権威ある科学誌 『ネイチャ ー電子版』 に掲載、 「1型糖尿病研究基金」 による助成を受けた研究とは

東京大学医科学研究所の中内啓光教授らのチームが、人工多能性幹細胞 (iPS細胞) を使ってラットの体内でマウスの膵臓を再生し、移植して糖尿病のマウスを治療することに成功しました。この成果は26日、英科学誌 『ネイチャー 電子版』 に論文が掲載されたことで一躍ニュースとなっています。なお、異種の体内で再生した臓器で治療効果を確認したのは世界で初めてのことになります。『ネイチャー』 と言えば世界的に極めて高い権威のある学術雑誌の一つとされ、世界中の研究者を読者としています。ゆえにその影響力は甚大で高い “インパクトファクター” を持つとされています。

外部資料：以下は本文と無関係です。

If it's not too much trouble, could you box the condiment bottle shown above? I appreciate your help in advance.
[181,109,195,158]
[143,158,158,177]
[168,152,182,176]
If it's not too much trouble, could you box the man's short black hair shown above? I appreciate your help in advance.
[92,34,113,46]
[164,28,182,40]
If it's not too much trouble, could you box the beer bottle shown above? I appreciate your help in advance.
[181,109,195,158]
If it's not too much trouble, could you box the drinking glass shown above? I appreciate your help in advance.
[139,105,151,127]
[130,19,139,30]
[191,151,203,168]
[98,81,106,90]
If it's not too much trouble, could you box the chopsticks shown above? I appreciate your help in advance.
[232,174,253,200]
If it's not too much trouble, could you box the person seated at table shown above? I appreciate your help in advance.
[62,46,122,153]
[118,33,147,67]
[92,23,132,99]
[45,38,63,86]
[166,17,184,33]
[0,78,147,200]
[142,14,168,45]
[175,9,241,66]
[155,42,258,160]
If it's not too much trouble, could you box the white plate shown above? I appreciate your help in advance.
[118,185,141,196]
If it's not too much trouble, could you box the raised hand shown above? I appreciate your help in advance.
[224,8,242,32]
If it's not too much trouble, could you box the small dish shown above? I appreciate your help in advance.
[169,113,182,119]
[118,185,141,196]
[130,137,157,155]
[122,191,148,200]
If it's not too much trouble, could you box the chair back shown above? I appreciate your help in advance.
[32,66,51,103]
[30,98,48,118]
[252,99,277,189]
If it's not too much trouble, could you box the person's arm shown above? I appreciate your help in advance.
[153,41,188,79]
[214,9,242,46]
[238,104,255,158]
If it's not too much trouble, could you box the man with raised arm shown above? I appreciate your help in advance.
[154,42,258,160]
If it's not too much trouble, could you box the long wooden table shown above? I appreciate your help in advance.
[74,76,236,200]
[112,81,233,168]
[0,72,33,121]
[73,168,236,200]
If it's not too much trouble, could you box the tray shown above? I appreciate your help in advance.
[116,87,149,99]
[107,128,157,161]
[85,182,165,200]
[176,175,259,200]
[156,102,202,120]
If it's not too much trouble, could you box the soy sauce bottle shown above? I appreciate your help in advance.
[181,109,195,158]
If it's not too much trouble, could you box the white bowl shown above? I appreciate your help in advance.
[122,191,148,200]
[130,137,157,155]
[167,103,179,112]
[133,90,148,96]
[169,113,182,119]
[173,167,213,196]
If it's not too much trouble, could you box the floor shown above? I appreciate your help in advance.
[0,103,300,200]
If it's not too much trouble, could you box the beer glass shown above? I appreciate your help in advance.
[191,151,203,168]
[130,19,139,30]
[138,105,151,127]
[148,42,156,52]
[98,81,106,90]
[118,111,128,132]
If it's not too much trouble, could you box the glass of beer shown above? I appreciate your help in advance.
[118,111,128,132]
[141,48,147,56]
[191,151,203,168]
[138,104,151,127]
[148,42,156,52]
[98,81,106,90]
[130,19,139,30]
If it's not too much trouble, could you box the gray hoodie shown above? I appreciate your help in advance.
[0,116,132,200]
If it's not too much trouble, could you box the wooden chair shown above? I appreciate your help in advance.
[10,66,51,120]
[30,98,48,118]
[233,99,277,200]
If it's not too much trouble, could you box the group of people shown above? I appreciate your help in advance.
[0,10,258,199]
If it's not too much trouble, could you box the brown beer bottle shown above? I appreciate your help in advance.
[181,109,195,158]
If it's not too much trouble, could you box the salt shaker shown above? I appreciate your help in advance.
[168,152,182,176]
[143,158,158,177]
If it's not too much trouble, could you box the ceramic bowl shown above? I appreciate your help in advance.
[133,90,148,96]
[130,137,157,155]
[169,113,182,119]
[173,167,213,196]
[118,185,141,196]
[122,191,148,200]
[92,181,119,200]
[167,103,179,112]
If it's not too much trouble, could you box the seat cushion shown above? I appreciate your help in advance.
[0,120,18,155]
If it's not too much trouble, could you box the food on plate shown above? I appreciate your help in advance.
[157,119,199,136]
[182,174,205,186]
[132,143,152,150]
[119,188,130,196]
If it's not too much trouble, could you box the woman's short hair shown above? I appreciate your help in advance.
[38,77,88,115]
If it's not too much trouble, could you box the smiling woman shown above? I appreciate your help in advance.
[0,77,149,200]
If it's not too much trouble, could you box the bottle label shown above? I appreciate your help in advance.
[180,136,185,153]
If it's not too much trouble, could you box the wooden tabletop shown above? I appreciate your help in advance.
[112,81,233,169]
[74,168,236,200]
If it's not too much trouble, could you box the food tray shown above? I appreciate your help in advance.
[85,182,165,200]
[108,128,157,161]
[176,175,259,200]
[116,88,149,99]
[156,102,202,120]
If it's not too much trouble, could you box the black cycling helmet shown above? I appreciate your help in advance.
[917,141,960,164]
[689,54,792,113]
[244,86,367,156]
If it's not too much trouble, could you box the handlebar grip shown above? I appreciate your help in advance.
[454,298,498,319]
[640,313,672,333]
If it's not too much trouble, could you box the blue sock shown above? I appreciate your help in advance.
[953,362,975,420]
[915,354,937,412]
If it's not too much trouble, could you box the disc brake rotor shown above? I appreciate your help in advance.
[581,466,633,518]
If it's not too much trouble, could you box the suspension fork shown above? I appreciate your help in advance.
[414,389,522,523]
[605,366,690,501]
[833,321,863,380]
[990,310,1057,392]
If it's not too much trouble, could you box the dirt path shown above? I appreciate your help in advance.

さらにこの研究は、1型糖尿病の根絶を目指す日本IDDMネットワークによる1型糖尿病研究基金からも研究助成されたテーマであり、関係者にとっては治療法確立に向けた確かな前進として手ごたえをもって受け止められています。

012701
(画像出典:国立研究開発法人 科学技術振興機構 プレスリリースより)

中内教授らのグループでは、これまでも多能性幹細胞のキメラ形成能を利用した 「胚盤胞補完法」 において膵臓が欠損したマウスの体内に、ラット多能性幹細胞由来の膵臓を作製することに成功していました。しかし、作製した膵臓はマウスの膵臓と同程度の小さなサイズであり、体が10倍程も大きい糖尿病モデルラットに移植し、治療するのに十分な量の膵島を得ることができませんでした。また、胚盤胞補完法を利用して異種動物体内に作製した臓器に含まれる血管や神経などの支持組織はキメラ状態 (異種動物の細胞が混在している状態)であることを確認していましたが、これらの異種細胞が組織移植時にどのように影響するかも検討されていなかったものです。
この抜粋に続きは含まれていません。